I have 2000 locations and 3000 items. what can I do to speed it up. I have an IBM X206 Server with 1Gb RAM, 3.0Ghz Processor. Windows 2003 server and Pervasive 9 DB.
1 week, you're joking right?
PSQL 9 is somewhat slower than previous versions, I did not think that much slower.
Have you installed PSQL SP2?
1GB RAM for a server is low nowadays, I would go with at least 2GB, more if possible. Then you can increase the PSQL cache and speed things up.
The processing speed also depends on the workstation specs and network config, unless you are running the process on the server.
If you are generating worksheets for all locations and all items then I would expect it to take a long time (2000 * 3000 = 6,000,000 records). Can you eliminate some locations or items?
Actually you may see a decrease in processing speed if you switch to MS SQL. MS SQL is notoriously slow with database inserts, generating inventory worksheets is inserting records all the way, so that process will certainly slow down with MS SQL.
"Pervasive is notoriously slow." - urban legend, not true.
I have a warehouse that has
columns A to I
rows 1 to 8
items that are received in 50kg as unprocessed.
Then processed into 25kg, 10kg, 5kg, 1kg.
Processed items have 3 states
a) Passed
b) Failed
c) Lab (waiting for lab results)
Each items is represented as
1. unprocessed in 50kg
2. Processed Passed in (25kg, 10kg, 5kg, 1kg)
3. Unprocessed failed in 50kg
4. Processed failed in (25kg, 10kg, 5kg, 1kg)
There are bills of materials for converting from one form to anather.
3000 items is not a problem, I have had sites with 1.5 million items, and many sites that exceed 3000 items.
It's the number of locations which is really the issue.
Why do you have 2000 locations?
You could write your own stock take routine, but do you really want to?
I have got 19 warehouses each with bays that have been set as locations. the total number of locations is 2000. items in these warehouses do not have defined bays were they sit. an item can be found in a location (bay).
Ouch, that's the worst thing to do is setup bays as locations, nasty.

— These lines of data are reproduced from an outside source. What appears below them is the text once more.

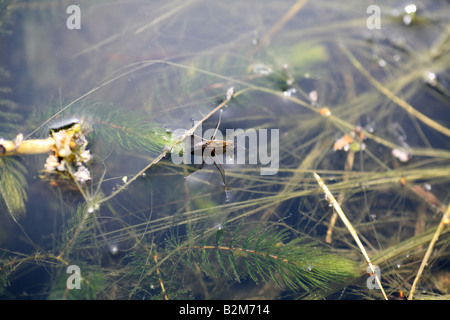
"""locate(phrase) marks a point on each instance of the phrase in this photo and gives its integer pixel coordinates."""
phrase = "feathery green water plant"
(263, 254)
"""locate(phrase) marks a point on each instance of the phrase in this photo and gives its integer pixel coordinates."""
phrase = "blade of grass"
(350, 228)
(445, 220)
(400, 102)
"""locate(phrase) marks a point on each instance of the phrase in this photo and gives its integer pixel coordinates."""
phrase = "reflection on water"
(144, 226)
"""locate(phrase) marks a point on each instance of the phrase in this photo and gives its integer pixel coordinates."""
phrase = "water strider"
(212, 147)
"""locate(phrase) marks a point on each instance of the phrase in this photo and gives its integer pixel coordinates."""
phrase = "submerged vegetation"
(358, 207)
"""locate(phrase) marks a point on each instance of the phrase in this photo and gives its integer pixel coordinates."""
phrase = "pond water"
(358, 94)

I suspected that was what is going on.
A location in IC should be the wharehouse, not a bay.
If you want to track quantities in bays then you should look at something like Lot Tracking, each bay you track as a lot.
This will reduce your number of IC locations and improve your worksheet generation drastically.
I have used Lot Tracking in this way very sucessfully, and with a couple of custom reports you can get good info out.
With Physical Inventory (and receipts and shipments) you are prompted which Lot (or bay in your case) the transaction relates to.
That is a good suggestion but, the items that I track have lot numbers which also need to be tracked using lot tracking. So a bay cannot be a lot. The item lots that I track can be located on 2 different bays (each bay filled by part of a lot).
That's not a problem either.
I've had the same situation with another company. In Lot Tracking you can format the lot number. I set it up so that the lot number has 2 segments: LOT-BAY (or BAY-LOT).